One day I asked her about it. I asked her why always two. (I probably wondered why she wasn't stocking her house full of them like I would so I could have a box a day!) She explained to me that every year when her cookies came, she would have one or two right out of the box before sealing the entire rest of the package and sticking them in her freezer. She told me that every now and again, she'd have one or two cookies from the package and then she'd put them away again. By the time I rolled around the next year, Doris was just finishing up her second box of cookies.
Yes, you heard me right. It took her ONE YEAR to eat 2 boxes of Girl Scout cookies.
And, just for added proof, I got this from the GS's website:
"Girl Scout Cookies do not contain preservatives. They are all made with pure vegetable shortening, are kosher, and freeze well to extend their shelf life."
That doesn't sound SO bad, does it?!
What's the point of this story? Isn't it obvious. Doris taught me my very first lesson about treats in moderation. I still think of her when I think about how I want a cookie. It's one of the ways I've managed this Binge Eating Disorder or Compulsive Eating Disorder in the way I have...systematically.
Let me give you another example.
When I went to Minnesota, I bought a package of Lindor truffles to take with me. Somehow they made it into Paula's house from my car and I heard someone at some point shunningly say, "Who brought those?!" Me. Yep. I did. And I'll tell you why...there's a method to my anti-binging madness.
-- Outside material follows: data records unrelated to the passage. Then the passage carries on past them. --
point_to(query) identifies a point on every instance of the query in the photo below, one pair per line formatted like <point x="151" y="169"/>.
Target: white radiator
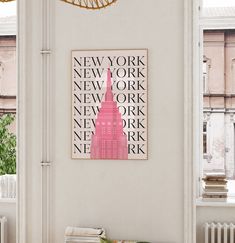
<point x="3" y="230"/>
<point x="219" y="233"/>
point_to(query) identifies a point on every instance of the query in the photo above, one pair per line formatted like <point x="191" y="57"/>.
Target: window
<point x="8" y="90"/>
<point x="204" y="138"/>
<point x="217" y="57"/>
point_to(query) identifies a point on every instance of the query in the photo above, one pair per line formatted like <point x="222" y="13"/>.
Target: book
<point x="214" y="196"/>
<point x="215" y="193"/>
<point x="215" y="189"/>
<point x="216" y="183"/>
<point x="214" y="199"/>
<point x="215" y="175"/>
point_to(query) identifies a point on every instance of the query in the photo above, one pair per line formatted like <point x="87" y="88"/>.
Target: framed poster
<point x="109" y="104"/>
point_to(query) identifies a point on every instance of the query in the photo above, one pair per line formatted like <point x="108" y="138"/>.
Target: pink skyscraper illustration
<point x="109" y="140"/>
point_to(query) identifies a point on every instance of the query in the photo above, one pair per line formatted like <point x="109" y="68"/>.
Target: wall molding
<point x="189" y="171"/>
<point x="21" y="123"/>
<point x="46" y="23"/>
<point x="47" y="12"/>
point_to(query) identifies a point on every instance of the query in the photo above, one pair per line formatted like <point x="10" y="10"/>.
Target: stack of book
<point x="85" y="235"/>
<point x="215" y="188"/>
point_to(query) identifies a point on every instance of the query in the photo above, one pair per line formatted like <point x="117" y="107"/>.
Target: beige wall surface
<point x="131" y="199"/>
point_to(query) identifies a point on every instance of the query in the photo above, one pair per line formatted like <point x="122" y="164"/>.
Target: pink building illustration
<point x="109" y="140"/>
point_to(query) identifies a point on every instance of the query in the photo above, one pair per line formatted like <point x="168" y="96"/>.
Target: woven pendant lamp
<point x="91" y="4"/>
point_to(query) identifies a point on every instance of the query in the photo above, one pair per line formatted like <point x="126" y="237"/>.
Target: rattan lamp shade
<point x="91" y="4"/>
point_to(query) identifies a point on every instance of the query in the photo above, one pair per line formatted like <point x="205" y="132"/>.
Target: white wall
<point x="130" y="199"/>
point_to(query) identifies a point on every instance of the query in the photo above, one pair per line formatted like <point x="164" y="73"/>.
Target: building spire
<point x="109" y="92"/>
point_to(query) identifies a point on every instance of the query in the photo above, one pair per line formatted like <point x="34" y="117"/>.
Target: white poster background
<point x="129" y="85"/>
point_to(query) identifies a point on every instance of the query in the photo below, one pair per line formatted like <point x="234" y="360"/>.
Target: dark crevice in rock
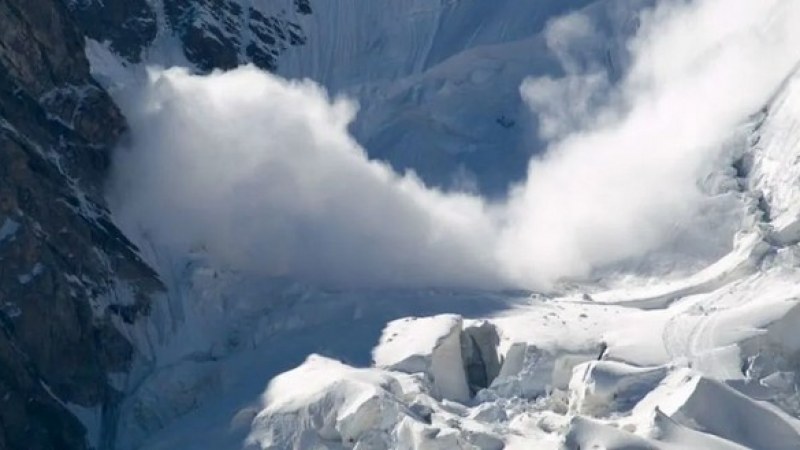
<point x="479" y="352"/>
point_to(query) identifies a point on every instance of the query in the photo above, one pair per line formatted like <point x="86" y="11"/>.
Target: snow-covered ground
<point x="699" y="359"/>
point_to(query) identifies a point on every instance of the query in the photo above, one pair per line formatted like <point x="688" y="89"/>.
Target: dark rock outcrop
<point x="128" y="25"/>
<point x="61" y="258"/>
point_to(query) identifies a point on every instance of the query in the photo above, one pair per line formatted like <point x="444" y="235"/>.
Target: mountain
<point x="112" y="338"/>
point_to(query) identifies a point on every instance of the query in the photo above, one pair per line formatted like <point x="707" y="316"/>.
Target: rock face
<point x="222" y="34"/>
<point x="66" y="272"/>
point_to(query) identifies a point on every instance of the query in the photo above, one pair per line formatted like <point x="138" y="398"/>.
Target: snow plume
<point x="263" y="174"/>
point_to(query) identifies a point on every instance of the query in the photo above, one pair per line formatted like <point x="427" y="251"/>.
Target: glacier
<point x="703" y="356"/>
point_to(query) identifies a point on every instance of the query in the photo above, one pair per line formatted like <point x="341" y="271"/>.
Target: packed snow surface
<point x="653" y="297"/>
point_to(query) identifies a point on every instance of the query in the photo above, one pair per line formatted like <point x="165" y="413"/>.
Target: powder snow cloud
<point x="263" y="174"/>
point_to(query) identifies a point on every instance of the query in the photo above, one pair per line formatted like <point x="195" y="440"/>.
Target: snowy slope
<point x="438" y="82"/>
<point x="631" y="366"/>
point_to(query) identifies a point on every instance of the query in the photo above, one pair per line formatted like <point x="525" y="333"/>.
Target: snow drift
<point x="263" y="174"/>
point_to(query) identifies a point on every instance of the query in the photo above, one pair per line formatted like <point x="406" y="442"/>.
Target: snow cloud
<point x="263" y="174"/>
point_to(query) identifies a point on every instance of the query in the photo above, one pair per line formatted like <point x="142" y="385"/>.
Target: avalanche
<point x="695" y="347"/>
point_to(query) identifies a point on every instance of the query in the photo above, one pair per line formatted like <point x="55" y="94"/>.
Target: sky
<point x="262" y="174"/>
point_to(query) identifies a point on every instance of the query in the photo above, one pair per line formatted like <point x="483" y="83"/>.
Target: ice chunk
<point x="430" y="345"/>
<point x="599" y="388"/>
<point x="326" y="404"/>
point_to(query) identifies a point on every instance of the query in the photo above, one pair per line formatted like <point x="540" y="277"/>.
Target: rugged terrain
<point x="112" y="340"/>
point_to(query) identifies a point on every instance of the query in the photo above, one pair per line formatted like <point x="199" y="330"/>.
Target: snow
<point x="707" y="358"/>
<point x="704" y="361"/>
<point x="429" y="345"/>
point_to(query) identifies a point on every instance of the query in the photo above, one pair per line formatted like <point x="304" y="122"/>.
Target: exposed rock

Sweets are a huge downfall. So whenever I want a sweet, I tell myself it had better be REALLY good if I'm going to waste my calories on it now. If I'm going to sacrifice part of my dinner and a snack, or if I'm going to sacrifice a pound on the scale because I wanted something sweet - it had better be heavenly delicious. I no longer settle for just "okay"...and that has made a ton of difference.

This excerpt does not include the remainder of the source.